Highly controversial in its time, Blasted is British author Sarah Kane's first and last play, performed in London at the prominent Royal Court Theatre. The play has many shocking and rather gruesome elements, causing many critics to be disturbed as it featured rape, prostitution, suicide, mutilation etc.
The play follows Ian, a filthy minded journalist, and innocent Cate, as they spend the night together in hotel room in Leeds. It is later revealed that there is a war going on outside, when a bomb detonates and a hole is 'blasted' in the wall, exposing them to the dangers of war. However, it is arguable that war and conflict were already present in their relationship.
When the play was first performed in the mid 90's, it was subject to incredibly harsh criticism from both critics and the audience. Even now people continue to interpret the play's graphic content as senseless violence, however, in keeping with the style of 90's In-Yer-Face theatre, there was a strong message behind the horror of Blasted. The play is very much inspired by the war in Bosnia that was ongoing during Kane's writing process. She wanted to highlight how war time atrocities, such as rape, mutilation, murder etc., can occur in peaceful areas, and that we cannot ignore such awful instances just because they typically happen to working class people. So she set the drama in a Leeds hotel room, with working characters who are subjected to awful treatment at the hands of each other, and later a soldier. The play is a statement about the state of society at the time. It is also important to note that Kane herself suffered from severe depression, something that would eventually kill her, and that could be a contributing factor to the consistently dark undercurrent running throughout all of her work.

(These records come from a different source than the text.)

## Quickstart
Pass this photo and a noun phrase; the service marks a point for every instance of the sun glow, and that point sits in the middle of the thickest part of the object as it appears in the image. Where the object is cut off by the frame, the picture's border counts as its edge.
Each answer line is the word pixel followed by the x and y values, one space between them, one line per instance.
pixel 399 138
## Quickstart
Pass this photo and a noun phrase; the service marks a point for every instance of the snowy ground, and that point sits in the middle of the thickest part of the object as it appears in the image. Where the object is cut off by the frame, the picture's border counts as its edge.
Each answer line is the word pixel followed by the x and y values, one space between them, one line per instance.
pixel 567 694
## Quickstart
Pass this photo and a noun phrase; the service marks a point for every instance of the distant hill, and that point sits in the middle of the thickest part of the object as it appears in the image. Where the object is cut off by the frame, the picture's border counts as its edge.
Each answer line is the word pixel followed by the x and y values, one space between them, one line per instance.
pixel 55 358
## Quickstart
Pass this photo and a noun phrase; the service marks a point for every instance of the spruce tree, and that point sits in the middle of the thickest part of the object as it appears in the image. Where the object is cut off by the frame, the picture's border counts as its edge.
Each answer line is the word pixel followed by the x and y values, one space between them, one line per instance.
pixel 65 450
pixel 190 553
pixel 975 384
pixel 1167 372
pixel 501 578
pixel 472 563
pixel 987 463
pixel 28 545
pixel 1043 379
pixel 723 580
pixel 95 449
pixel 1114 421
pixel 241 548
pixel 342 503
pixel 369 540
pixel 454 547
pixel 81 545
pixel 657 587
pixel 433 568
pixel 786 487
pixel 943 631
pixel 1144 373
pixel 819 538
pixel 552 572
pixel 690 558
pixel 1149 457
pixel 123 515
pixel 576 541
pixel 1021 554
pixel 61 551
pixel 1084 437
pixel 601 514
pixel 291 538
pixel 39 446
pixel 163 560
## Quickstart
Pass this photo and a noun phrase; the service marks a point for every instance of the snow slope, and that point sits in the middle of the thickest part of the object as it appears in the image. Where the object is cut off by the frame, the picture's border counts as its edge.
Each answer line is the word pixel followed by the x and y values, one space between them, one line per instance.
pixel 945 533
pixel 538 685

Although Blasted was first extremely negatively received by critics in its time, critics nowadays believe its brutal scenes to be a poetic statement. The critic Ken Urban says that "for Kane, hell is not metaphysical: it is hyperreal, reality magnified". Nowadays, the brilliance of Kane acknowledged by industry professionals, and the cult fan followings of her work. With hindsight, the simple message behind the brutal scenes in Blasted shines through, and it is seen as pivotal piece of 1990's drama.